Public response to the MINI Cooper Convertible was extremely positive. The vehicle's core audience consisted of enthusiasts who were virtual proselytizers for the brand, fanatics who appreciated the automobile's splendid road manners and supreme handling capabilities. The rag top edition of the car tapped into a further vein of drivers who were in love with the MINI's styling and found that by removing the roof the vehicle was now too attractive to resist. The convertible became a strong component of Cooper sales and a pop culture sensation. This article examines the features and specifications of the best used convertible built by MINI.
2005 - 2007 MINI Cooper convertible
When designing a convertible, it is not always easy to reconcile the styling attributes of the vehicle that the drop top is based on with the demands and realities imposed by a folding roof. By its very nature, a fabric top is going to form a different shape than the steel one it is replacing, and as such designers must get creative when it comes to either preserving the current profile of the automobile or designing a new but still acceptable look. The 2005 - 2007 MINI Cooper convertible, blessed with a very square roofline, does a fantastic job of staying true to the vehicle's appearance with the top up, while doing an acceptable job of stowing the roof when it is time to play under the sun or stars.
Mechanically, the 2005 - 2007 MINI Cooper is identical to the coupe of the same name.

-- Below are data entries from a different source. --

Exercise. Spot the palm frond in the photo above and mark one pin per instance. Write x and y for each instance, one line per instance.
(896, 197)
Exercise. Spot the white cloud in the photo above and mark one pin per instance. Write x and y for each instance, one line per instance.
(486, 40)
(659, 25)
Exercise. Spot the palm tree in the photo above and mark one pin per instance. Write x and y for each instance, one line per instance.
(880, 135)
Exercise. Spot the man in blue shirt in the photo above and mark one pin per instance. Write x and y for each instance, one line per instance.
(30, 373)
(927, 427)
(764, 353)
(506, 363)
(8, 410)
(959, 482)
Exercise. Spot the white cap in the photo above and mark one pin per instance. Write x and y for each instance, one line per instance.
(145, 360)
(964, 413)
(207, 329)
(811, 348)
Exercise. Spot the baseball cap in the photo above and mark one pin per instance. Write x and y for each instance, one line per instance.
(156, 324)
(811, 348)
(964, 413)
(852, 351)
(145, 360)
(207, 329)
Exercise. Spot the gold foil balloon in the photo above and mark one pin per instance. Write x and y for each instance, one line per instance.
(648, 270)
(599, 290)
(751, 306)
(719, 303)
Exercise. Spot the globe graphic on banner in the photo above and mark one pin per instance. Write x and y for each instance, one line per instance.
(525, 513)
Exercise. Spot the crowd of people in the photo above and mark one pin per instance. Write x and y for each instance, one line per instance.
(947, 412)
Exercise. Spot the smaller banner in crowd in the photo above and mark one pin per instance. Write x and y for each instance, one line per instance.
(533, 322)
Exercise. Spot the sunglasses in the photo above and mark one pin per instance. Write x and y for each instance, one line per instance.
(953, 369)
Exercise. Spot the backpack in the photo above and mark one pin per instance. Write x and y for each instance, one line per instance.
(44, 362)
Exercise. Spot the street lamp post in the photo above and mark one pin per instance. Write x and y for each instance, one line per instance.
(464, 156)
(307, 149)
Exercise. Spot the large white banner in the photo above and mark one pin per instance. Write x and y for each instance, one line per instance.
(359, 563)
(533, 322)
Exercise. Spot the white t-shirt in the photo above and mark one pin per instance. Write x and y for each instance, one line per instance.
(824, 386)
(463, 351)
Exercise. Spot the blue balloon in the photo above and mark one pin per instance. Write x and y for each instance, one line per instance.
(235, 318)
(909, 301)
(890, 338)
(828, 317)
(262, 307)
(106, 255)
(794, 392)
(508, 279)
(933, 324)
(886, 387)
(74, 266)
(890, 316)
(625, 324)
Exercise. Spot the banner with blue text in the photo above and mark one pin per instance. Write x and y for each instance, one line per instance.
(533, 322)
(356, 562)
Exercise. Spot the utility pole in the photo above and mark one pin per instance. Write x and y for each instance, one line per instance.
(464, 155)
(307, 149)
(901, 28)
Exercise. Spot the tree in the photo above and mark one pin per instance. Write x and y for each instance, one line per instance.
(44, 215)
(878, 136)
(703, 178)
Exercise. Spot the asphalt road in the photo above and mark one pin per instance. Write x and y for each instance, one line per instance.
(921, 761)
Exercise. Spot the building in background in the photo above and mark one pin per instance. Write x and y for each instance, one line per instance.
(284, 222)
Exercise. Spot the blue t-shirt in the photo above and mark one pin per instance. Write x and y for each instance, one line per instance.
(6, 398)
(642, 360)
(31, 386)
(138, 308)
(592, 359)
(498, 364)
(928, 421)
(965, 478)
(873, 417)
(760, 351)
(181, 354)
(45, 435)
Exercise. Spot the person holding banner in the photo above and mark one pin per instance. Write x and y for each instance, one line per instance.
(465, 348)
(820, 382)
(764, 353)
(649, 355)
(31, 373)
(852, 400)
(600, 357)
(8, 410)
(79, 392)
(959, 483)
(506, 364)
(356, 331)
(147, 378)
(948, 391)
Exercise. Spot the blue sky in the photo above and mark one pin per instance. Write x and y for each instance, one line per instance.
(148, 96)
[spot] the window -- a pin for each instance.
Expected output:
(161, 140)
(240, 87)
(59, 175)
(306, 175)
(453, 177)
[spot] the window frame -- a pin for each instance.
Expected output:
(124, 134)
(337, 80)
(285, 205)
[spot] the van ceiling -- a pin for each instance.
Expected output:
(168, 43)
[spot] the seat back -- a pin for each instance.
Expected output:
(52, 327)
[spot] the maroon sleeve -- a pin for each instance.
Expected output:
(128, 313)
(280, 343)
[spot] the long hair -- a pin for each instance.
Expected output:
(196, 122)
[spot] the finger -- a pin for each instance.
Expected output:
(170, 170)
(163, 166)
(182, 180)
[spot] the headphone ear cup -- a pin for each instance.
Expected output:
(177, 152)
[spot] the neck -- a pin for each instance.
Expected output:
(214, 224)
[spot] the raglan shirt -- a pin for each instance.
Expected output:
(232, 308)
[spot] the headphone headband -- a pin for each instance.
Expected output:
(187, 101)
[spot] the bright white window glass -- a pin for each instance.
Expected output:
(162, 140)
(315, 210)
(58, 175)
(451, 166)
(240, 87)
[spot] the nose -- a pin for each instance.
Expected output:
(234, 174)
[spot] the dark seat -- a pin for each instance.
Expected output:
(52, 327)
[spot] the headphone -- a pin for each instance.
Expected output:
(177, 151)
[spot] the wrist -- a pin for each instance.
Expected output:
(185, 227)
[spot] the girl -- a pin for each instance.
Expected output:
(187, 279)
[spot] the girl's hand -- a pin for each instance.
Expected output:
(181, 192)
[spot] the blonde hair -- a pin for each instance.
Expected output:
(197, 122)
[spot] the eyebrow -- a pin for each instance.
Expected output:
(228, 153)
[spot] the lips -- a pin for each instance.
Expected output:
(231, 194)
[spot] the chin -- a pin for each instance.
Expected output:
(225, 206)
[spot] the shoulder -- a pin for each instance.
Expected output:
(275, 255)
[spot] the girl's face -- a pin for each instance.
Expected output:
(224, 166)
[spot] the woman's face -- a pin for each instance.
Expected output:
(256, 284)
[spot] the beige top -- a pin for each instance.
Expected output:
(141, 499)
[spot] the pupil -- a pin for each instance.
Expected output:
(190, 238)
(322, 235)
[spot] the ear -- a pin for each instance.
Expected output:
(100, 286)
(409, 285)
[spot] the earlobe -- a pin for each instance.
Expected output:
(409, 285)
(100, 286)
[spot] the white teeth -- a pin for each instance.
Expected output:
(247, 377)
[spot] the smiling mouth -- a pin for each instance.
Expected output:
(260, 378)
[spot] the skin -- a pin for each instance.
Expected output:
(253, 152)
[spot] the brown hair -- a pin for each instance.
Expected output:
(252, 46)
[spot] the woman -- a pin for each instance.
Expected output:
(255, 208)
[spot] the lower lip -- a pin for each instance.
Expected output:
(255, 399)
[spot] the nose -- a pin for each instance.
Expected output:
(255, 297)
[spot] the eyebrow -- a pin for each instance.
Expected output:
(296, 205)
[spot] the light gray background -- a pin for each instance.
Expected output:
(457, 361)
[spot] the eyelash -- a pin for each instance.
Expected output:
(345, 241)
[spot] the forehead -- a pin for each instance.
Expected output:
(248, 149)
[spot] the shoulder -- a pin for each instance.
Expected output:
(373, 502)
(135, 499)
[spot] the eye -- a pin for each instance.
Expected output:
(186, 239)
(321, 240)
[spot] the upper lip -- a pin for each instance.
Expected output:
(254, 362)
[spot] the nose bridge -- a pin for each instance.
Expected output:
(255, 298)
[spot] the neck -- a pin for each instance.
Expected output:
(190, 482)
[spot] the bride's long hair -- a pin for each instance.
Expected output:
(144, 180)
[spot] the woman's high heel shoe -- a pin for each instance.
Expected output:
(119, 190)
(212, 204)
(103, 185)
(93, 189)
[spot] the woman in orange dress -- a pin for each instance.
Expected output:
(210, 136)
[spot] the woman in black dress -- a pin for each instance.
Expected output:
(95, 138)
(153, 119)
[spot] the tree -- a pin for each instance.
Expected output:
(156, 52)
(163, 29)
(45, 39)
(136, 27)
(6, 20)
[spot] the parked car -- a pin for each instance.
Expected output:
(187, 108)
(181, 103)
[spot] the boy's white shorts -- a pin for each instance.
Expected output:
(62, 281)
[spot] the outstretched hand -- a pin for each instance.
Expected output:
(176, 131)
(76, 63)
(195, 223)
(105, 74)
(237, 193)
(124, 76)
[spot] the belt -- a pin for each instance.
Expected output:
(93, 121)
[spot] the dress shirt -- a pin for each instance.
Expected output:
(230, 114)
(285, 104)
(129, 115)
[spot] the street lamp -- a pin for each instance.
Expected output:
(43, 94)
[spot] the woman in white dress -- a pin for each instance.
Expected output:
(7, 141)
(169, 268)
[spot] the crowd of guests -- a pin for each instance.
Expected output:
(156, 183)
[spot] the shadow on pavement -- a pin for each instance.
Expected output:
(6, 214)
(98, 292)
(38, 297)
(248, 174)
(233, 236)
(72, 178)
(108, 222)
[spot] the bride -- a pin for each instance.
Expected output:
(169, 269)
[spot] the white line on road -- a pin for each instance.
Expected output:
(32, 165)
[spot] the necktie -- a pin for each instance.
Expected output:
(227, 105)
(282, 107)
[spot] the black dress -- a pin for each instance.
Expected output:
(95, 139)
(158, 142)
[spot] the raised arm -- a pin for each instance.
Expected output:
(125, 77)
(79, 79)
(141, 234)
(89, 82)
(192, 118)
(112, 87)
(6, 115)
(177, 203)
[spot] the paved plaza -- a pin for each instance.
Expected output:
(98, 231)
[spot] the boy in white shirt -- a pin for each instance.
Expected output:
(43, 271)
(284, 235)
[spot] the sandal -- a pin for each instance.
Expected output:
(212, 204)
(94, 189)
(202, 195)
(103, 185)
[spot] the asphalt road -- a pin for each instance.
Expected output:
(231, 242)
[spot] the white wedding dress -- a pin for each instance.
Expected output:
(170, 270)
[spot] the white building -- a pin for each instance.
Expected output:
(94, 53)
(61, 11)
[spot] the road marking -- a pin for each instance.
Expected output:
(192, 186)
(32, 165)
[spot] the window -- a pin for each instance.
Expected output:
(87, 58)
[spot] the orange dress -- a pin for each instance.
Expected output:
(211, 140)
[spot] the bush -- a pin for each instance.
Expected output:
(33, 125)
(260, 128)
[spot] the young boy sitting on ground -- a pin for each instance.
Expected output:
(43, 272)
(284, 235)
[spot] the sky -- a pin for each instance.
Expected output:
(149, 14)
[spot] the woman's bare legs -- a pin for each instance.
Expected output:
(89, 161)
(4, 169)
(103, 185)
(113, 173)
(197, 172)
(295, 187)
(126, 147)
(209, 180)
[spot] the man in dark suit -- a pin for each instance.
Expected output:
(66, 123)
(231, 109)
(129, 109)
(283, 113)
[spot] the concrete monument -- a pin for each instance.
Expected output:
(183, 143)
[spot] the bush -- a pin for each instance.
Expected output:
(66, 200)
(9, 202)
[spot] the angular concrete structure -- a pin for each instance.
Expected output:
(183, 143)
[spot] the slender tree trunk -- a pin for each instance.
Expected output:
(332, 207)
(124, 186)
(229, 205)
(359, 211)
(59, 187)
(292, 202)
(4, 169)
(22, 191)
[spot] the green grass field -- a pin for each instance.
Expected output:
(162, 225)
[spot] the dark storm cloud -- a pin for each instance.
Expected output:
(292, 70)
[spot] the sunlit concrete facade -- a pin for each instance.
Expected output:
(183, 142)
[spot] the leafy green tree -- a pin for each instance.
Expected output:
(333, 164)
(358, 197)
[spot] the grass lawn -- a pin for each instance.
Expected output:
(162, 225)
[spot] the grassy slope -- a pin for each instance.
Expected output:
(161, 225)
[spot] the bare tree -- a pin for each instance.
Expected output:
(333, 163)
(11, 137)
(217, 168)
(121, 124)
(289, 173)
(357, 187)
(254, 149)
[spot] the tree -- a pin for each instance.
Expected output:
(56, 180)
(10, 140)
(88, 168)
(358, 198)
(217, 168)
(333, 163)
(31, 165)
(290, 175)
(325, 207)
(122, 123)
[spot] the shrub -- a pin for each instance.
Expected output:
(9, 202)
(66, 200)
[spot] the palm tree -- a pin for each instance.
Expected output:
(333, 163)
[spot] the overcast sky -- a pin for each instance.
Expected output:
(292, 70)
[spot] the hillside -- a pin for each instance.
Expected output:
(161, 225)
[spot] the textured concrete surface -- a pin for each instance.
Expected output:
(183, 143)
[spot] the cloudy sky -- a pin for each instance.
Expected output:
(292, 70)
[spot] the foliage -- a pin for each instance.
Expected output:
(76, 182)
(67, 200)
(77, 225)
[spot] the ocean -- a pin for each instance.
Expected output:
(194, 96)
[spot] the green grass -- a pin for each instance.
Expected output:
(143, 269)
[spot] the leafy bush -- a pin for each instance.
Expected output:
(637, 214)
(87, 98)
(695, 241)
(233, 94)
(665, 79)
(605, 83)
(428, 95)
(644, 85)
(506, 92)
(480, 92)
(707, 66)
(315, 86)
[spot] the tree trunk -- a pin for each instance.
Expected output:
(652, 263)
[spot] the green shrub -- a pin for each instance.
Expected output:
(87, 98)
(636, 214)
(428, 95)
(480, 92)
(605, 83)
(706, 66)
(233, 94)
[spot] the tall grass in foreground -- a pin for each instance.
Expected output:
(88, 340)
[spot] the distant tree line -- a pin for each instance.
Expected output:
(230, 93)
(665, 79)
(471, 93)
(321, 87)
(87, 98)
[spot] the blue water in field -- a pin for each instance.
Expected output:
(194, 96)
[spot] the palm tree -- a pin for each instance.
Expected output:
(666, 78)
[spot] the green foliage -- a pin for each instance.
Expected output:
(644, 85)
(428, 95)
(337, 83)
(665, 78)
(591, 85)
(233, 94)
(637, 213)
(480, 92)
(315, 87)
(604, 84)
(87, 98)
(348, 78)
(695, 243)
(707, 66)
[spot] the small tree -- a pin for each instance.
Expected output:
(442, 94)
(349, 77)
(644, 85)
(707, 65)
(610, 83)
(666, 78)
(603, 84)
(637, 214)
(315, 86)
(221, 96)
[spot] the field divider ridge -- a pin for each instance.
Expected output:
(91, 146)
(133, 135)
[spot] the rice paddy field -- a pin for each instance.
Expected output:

The base model of the vehicle is powered by a 4-cylinder engine that displaces 1.6-liters and provides 115 horsepower. This engine is supercharged in the MINI Cooper S convertible and offers a healthier 168 ponies, a figure that bumps up slightly with the introduction of a turbo unit for 2007. The entry level rag top is equipped with either a 5-speed manual transmission or a continuously-variable automatic unit, while the Cooper S benefits from a 6-speed manual that morphs into a 6-speed automatic with paddle-shifting capability in later model years. The convertible MINI pays a weight penalty of about 500 lbs over the coupe in order to handle the extra structural rigidity that is required, but it still tips the scales at well under 3,000 lbs.
While the MINI Cooper convertible's trunk might be quite small, the rear seats fold forward to provide 21 cubic feet of storage, helping to salvage at least a respectable amount of utility. The MINI can be ordered with a whole host of premium goodies, such as dynamic stability control, leather seats, a Harman Kardon stereo system, navigation and rain-sensing windshield wipers. Given that the corporate parent in this situation is BMW, the MINI's interior is assembled with the same degree of fastidiousness and attention to detail as any of their other products.
The 2005 - 2007 MINI Cooper is a fine used convertible that adds a splash of exclusivity to an already tight automotive package.